How to demonstrate network problems?


 
Thread Tools Search this Thread
Top Forums Shell Programming and Scripting How to demonstrate network problems?
# 1  
Old 02-04-2011
How to demonstrate network problems?

Hi,
I work on several Sun servers running Solaris (SunOS 5.10). All of these are Application Servers with a propietary software running on it.
It happens that some times (not regularly/deterministic and not so often, i.e. twice a month circa) we register what I think are network problems.
I say this because the messages appearing in alarm log from AS says:
* Can't connect to NE
* AS not available
* Connection to NE time out
Also it happened that after such alarms we had a huge number of frozen TCP connection in CLOSE_WAIT. Following this the File Descriptors for the process that handle TCP connection reached the system limit of 5120 and the AS started to transmit in UDP causing the failure of transactions since the other side didn't expect UDP packets.
Now this behavior (frozen CLOSE_WAIT) is fixed with a patch from the vendor but still remains the network (?) problems causing the alarms.

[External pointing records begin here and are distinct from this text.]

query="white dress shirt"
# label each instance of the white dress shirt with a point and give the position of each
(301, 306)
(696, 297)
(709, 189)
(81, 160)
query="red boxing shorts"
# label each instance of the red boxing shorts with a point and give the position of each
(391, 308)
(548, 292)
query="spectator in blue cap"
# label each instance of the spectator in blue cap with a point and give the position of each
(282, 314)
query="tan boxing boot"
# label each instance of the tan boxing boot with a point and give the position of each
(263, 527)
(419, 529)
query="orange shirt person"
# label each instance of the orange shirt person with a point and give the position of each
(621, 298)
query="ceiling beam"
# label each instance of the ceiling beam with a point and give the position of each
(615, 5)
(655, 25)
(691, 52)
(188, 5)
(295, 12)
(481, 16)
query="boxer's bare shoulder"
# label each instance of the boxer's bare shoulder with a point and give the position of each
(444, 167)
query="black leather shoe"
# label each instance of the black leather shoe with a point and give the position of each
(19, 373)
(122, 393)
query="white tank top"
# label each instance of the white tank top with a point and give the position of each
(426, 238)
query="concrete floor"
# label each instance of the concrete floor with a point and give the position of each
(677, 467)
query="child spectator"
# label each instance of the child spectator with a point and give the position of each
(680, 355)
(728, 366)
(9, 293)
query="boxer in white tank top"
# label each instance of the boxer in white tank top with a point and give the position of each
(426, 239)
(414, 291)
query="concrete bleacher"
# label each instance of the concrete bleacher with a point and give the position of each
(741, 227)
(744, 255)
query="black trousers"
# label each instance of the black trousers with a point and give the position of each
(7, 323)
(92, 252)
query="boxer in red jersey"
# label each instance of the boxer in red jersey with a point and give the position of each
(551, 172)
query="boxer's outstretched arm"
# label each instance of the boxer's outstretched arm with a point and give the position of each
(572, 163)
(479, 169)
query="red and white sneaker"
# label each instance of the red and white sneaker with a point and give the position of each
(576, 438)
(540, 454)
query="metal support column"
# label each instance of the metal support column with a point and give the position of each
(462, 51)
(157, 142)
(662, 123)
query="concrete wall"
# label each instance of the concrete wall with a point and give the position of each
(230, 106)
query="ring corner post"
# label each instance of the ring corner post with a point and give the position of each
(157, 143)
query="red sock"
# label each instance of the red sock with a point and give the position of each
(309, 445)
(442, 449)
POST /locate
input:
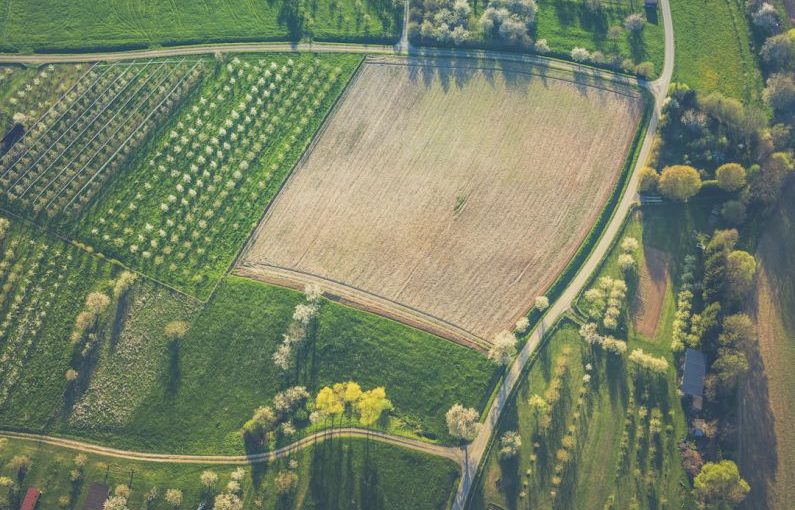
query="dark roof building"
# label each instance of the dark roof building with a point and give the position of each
(693, 374)
(31, 498)
(97, 495)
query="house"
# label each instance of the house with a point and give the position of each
(31, 499)
(96, 497)
(693, 374)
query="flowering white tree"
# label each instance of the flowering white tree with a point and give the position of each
(462, 423)
(503, 348)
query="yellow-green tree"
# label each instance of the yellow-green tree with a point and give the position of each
(679, 182)
(371, 405)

So since the first time it happened I have a fixed idea in my mind: network problems (Catalyst side to be clear).
Whatever it can be (traffic switch, downlink ...) this affect the traffic (SIP) of our AS.
The only problem is that the network guys says: from our point of view it's everything fine! Always, all the times it happens the problems!

At the end of the story:
What kind of data can I collect (and HOW!?) to DEMONSTRATE that it's a problem of the network (or the AS)?
Do you know a script or tool (not traffic affecting) that can monitor the described scenario?

Thanks you very much!

Regards,
Evan
# 2  
Old 02-04-2011
First read up on snoop. You can capture and analyze packets, then run reports against those packets when you have a problem for network verification. The main downside to this strategy is disk usage. Not performance. You point of interest is to be able to realte the send time of a packet from your app to the time it takes for the expected return packet to appear. This is not the same thing as ping return times.

You can also use netstat -i to gather information on packet collisions. When collisions rise to a significant level trafic is impeded to large degree.

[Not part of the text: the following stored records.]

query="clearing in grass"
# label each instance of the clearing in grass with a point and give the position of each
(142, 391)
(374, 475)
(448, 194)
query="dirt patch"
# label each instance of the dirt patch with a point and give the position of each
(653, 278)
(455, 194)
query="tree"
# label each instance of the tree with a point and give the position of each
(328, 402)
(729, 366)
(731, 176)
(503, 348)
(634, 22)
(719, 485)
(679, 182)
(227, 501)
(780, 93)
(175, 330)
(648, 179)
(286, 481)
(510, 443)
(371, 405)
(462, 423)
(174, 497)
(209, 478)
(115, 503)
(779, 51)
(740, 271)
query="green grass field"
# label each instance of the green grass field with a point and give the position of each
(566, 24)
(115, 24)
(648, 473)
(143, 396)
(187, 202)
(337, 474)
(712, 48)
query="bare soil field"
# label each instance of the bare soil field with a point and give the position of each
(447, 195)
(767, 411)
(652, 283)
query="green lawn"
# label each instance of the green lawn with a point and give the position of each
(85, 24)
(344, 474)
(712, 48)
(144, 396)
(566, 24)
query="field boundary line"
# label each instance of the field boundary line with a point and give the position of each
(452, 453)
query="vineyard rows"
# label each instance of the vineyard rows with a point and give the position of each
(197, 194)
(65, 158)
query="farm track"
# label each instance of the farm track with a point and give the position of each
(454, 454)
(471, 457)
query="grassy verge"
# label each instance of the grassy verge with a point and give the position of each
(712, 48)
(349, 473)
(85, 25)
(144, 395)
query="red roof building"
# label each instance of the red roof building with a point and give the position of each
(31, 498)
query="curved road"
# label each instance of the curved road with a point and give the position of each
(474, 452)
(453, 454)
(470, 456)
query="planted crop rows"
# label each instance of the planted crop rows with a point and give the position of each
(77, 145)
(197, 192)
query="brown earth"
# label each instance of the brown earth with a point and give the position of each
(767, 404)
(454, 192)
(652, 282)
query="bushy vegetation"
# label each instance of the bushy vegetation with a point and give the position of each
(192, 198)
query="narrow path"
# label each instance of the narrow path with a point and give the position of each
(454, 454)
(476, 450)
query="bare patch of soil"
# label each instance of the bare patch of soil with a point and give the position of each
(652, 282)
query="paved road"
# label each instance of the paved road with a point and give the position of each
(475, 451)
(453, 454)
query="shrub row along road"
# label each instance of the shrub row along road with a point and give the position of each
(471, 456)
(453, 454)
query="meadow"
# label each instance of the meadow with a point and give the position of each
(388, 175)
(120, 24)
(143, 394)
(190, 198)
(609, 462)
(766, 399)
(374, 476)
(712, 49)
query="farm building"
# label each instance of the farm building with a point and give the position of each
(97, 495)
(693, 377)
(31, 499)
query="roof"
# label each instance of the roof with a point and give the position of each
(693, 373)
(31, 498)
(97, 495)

However, most network problem I have seen are the result of crappy application code.
Once a network is set up correctly, and is not subject to huge torrents of random data, you do not see problems except for hardware issues or intrusions.

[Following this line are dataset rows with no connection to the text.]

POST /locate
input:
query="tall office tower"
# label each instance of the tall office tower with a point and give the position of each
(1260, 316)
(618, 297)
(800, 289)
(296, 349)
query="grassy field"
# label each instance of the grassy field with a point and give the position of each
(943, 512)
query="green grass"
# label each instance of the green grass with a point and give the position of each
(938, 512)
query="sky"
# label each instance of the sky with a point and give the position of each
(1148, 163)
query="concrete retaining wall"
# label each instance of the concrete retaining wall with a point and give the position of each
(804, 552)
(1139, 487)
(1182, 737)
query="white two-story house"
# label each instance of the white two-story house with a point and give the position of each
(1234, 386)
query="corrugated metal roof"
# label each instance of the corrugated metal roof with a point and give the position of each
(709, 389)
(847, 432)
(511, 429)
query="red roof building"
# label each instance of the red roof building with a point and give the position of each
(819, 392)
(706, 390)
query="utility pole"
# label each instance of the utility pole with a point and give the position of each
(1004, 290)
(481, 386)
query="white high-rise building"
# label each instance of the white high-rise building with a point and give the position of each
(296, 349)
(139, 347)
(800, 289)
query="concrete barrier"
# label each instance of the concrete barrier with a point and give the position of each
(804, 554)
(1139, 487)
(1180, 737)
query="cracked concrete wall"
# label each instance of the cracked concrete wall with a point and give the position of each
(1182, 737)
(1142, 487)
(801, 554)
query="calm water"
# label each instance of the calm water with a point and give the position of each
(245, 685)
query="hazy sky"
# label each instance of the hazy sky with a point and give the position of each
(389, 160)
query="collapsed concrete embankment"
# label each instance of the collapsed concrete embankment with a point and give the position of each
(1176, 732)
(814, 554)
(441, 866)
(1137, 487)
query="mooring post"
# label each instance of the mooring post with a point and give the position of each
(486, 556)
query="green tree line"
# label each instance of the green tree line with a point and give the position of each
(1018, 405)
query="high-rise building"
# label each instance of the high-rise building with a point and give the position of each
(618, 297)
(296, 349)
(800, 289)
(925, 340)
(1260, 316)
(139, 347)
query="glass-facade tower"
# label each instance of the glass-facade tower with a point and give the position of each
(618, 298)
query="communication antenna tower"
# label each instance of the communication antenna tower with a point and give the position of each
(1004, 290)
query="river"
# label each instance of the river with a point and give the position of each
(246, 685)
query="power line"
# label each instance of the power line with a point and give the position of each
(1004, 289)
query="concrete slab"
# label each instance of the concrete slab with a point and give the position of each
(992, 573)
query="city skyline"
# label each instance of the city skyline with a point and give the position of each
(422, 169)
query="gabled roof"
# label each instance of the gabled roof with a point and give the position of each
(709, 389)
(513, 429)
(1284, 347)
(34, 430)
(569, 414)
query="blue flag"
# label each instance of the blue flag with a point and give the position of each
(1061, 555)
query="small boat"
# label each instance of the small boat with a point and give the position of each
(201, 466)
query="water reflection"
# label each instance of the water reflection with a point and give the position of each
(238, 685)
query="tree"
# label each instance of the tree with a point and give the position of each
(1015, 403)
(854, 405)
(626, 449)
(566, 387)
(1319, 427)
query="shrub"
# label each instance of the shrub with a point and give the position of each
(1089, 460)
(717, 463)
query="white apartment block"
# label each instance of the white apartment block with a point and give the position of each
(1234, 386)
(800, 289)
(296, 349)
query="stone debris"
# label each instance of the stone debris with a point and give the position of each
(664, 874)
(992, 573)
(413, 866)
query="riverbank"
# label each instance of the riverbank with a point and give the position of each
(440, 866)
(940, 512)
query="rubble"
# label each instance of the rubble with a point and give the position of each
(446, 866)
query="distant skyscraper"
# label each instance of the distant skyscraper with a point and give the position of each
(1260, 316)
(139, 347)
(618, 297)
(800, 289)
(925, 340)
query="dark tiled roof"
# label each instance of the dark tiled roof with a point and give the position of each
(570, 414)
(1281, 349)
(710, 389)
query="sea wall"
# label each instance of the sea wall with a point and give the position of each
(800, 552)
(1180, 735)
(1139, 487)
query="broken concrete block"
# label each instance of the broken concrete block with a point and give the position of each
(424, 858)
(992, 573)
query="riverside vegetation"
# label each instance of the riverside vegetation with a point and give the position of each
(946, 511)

A common application fault is not implementing a circular buffer (queue) large enough to deal with full bore traffic. In other words the network outruns the application between two apps: one slower, one faster.
# 3  
Old 02-04-2011
Hi jim thanks for your reply.

Regarding the snoop I'll brush up a previous script: an infinite loop that created a snoop file at once with 5000 packets:
Code:
snoop -q -o ./trace.cap -d eth0 -c 5000

Then the file is kept or deleted based on other stats so no disk space problems.
The script didn't affected much the system from CPU and memory point of view.
I'll size the number of packets.

Your last statement is not very clear to me.
You mean that in some cases the network could be slower than the application traffic and then some packets are lost?
So you suppose that the application has a limited buffer (undersized) and during traffic peak it could loose packets and take to the mentioned errors.
Is this right?

In the meanwhile I'm studying kstat and dtrace as described here:
H.K. Jerry Chu's Weblog

Do you think I can get interesting infos with these tools?

Thanks,
Evan
# 4  
Old 02-04-2011
No - the reverse. The network is not the problem. The application loses data because it cannot handle the traffic.

If your network guy knows what he/she is doing, the likelihood of your applications being at fault is pretty good.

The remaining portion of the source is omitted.